The new Personal Independence Payment is a cynical money-saving ploy, says Peter White, and it’s likely to have a real impact on our quality of life

If you decided in advance what answer you want to a question, it’s axiomatic that you have to design the question accordingly.

Now the Government has been absolutely clear: it wants to reduce the cost of Disability Living Allowance (DLA) by “at least 20 per cent”, a statement of fact given me by the Department for Work and Pensions (DWP) for my own In Touch radio programme.

There are only three ways to achieve that: by reducing the number of people who get the benefit, by reducing the amount those who get it are paid, or both. I’ve not seen any discussion of payment levels yet, but the initial draft criteria, put out by the DWP in May, suggests that many people who have been given the help of DLA by meeting its criteria quite legitimately, will no longer get Personal Independence Payments, or PIPs, which are scheduled to be introduced in 2013.

Other suggestions of how they might still qualify involve resorting to the kind of points system used (and I would say discredited) in assessing eligibility for Incapacity Benefit; or suggesting that “aids and appliances” used to help people perform daily living skills should be taken into consideration.

I find this depressing. The introduction of DLA in 1992 was one of the most liberat­ing actions ever for disabled people. It was brought in not by the party usually associated with handouts for the disadvantaged but by John Major’s Tories on what was their genuine conviction that it was right.

The problem is, need is hard to assess, and govern­ments of all colours still accept an almost totally medical picture of disability. To make things worse, the Government now says it wants to channel what money there is to those with the severest needs, implying that money will be taken from those whose need is recognised but isn’t considered severe enough.

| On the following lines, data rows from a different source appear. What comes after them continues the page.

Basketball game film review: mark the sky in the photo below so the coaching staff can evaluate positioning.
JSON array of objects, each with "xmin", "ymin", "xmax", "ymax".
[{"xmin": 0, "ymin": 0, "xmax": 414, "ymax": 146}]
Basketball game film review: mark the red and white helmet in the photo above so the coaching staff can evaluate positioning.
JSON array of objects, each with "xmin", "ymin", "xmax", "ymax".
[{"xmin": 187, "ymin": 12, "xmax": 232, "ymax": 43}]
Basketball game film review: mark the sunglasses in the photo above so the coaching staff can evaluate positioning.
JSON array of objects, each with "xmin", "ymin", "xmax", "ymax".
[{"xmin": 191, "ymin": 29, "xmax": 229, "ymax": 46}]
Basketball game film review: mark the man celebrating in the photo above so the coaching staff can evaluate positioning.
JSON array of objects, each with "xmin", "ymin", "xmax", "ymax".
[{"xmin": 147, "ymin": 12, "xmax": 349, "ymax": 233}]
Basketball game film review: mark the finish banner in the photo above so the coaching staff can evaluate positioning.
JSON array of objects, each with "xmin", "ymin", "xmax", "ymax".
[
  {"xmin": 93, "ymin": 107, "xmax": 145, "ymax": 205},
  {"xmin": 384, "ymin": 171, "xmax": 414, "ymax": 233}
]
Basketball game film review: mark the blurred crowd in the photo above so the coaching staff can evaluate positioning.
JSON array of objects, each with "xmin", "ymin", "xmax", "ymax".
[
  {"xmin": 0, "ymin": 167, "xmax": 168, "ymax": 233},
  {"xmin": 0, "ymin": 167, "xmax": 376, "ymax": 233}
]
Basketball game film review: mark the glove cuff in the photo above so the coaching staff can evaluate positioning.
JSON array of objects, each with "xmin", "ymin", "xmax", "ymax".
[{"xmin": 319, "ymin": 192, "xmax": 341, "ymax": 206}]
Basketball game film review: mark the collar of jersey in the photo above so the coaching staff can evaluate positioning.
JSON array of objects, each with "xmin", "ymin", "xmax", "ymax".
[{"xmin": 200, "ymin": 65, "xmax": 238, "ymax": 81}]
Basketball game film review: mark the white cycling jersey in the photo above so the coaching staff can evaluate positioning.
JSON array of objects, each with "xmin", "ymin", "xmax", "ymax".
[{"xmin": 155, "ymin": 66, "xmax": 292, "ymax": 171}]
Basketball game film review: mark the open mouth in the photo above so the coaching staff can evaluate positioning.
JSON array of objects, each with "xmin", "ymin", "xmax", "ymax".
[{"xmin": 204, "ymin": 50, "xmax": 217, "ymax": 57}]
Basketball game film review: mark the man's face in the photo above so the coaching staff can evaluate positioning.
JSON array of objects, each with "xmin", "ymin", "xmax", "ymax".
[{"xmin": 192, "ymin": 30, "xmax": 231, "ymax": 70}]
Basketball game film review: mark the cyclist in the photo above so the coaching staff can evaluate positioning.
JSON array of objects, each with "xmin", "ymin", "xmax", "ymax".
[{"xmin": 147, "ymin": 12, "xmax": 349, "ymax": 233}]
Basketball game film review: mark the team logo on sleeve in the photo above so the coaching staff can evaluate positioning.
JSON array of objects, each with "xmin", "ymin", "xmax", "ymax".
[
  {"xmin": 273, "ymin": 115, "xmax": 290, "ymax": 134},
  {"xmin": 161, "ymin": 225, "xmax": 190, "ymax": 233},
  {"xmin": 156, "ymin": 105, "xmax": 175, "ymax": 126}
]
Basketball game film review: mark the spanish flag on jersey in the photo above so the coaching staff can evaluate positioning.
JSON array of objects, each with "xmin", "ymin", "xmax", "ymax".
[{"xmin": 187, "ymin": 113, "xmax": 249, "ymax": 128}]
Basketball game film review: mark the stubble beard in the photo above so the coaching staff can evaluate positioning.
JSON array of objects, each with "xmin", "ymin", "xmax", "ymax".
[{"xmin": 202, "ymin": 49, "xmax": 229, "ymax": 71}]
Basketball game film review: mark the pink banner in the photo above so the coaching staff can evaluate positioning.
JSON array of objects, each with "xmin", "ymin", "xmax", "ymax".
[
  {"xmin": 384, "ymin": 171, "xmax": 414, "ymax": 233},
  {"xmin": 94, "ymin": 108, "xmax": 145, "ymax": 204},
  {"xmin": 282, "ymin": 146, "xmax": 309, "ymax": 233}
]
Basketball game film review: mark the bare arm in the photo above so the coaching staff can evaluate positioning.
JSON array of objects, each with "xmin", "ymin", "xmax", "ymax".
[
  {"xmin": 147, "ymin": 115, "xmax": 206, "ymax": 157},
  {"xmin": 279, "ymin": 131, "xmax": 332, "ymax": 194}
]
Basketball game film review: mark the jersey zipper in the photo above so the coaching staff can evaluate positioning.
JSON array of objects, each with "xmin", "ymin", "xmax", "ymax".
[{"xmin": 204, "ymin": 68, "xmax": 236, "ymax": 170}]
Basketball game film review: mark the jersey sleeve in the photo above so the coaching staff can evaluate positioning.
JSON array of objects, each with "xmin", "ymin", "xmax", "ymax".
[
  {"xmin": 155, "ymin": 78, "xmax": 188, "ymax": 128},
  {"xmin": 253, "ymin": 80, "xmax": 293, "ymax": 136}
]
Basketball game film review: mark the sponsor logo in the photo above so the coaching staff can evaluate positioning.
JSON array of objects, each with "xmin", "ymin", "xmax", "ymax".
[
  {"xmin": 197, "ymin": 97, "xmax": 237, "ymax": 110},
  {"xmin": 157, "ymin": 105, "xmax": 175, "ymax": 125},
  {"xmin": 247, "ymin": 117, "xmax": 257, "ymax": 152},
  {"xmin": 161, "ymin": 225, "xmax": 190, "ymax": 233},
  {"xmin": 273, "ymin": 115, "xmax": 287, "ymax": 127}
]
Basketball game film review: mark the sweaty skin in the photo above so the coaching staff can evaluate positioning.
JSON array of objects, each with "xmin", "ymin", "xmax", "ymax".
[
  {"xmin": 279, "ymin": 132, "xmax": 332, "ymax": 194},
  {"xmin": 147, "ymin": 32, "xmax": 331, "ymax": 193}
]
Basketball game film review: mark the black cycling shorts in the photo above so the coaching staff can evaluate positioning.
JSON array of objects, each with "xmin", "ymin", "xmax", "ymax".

By the way, this isn’t a party political issue. There’s plenty of evidence to suggest that plans very like the ones the Government is seeking to introduce were in place well before 2010, and the general election, hence the deafening silence from Opposition benches.

And yet there’s something tawdry about a system to take money from disabled people because of the behaviour of a banking system left largely untouched, and nodded through by a Parliament both sides of which have been found guilty of cheating on their expenses.

I’m reminded of Denis Healey’s old, unfulfilled promise to “tax the rich till the pips squeak”. It looks as if the rich have now introduced their own pips, to make the rest of us squeak.